The Knicks, according to sources, will make a strong push for Marcus Camby, who 11 years ago played a significant role in helping the Knicks reach the NBA Finals. Walsh has tried for two years to acquire the 7-foot Camby and last month lost out again when the Clippers traded him to Portland.
Although Camby turns 36 in two weeks, he still moves well and doesn’t need the ball to make an impact. Instead, he is the shot-blocking, rebounding type of center Walsh and Mike D’Antoni covet.
"He only has great memories of New York," Camby’s agent, Rick Kaplan, said on Friday in Toronto. "But he’s having a great time in Portland. He really enjoys that team."
The Knicks’ interest in Camby is a clear sign that management is convinced David Lee can’t continue to play out of position at center. Although Lee’s quickness gives him an advantage over most centers, his lack of size and girth under the basket have hurt the Knicks all season.
On Friday, Toronto scored 62 points in the paint despite All-Star power forward Chris Bosh missing the game with an upset stomach. Lee is neither a shot-blocker nor a player who is willing to draw charges. And when the Knicks’ perimeter players are beaten off the dribble, Lee is vulnerable as the last line of defense.

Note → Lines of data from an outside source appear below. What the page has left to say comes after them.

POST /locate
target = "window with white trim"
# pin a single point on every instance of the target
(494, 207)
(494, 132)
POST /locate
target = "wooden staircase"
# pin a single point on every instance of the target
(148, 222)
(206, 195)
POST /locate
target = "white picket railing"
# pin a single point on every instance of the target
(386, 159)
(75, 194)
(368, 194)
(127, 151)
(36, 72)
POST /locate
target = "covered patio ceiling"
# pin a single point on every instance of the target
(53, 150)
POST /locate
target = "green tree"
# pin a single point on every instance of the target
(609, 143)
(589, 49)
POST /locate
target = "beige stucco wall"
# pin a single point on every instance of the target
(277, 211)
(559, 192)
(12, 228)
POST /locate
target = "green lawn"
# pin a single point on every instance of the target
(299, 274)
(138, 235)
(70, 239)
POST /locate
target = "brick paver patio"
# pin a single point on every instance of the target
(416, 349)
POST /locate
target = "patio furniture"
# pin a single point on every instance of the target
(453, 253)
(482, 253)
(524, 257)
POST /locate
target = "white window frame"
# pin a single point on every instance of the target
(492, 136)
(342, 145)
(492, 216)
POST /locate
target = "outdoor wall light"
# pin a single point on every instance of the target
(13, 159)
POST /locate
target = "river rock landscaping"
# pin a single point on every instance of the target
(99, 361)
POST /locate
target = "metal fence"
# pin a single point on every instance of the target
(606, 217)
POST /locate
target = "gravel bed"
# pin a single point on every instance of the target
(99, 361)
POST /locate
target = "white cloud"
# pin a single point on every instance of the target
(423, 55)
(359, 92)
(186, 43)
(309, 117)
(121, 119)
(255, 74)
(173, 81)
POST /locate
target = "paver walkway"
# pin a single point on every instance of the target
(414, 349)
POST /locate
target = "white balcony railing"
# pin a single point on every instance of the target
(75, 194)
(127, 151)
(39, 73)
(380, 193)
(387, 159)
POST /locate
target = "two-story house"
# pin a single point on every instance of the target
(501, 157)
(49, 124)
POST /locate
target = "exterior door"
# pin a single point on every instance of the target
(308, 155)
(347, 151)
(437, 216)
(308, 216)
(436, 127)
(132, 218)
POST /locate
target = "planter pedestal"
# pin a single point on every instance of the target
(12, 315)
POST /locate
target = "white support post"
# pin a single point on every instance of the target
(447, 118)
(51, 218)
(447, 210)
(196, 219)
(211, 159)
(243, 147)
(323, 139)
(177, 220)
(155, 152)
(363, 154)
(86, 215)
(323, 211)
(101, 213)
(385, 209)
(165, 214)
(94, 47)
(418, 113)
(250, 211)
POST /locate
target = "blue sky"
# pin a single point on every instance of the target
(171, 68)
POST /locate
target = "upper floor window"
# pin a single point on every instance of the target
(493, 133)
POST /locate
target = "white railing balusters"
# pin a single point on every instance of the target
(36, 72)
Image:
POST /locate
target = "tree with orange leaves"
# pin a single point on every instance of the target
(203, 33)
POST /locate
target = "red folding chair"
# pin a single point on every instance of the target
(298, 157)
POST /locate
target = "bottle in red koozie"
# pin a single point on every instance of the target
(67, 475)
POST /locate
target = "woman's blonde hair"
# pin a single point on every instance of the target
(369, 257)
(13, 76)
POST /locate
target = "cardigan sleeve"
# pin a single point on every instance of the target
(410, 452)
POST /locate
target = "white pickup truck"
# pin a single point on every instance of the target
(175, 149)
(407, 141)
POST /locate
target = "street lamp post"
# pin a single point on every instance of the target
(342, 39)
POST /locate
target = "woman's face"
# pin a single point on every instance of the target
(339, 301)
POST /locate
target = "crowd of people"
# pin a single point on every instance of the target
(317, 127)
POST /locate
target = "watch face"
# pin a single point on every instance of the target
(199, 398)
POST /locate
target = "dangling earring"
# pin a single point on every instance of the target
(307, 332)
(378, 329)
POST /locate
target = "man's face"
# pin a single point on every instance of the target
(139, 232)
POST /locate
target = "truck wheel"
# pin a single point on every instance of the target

"Sometimes I dream that I’m 7 feet tall," Lee joked with reporters following Friday’s 102-96 loss.
Lee, however, did get defensive when asked about the Knicks’ lack of an interior presence. The first-time All-Star seemed taken aback by the line of questioning after leading the Knicks with 23 points, 18 rebounds and two blocked shots.
"If you’re looking for someone to blame I guess you can blame me for the defense," he said. "I’m doing my best at 6-9 and I’m going to continue to try and get better and control the paint better. A lot of times I’m playing guys five or six inches bigger than I am and 50 pounds heavier."
Lee is one of the league’s most improved offensive players, but a fair criticism of his game is that he doesn’t use his fouls judiciously, if at all. He had yet to commit a foul entering the fourth quarter against Toronto despite numerous chances to prevent layups and perhaps send a strong message.
And when it was suggested that it might benefit him to occasionally deliver a hard foul to a penetrating guard, Lee fired back, saying: "We got a Charles Oakley thing going here? I don’t know what to say about that.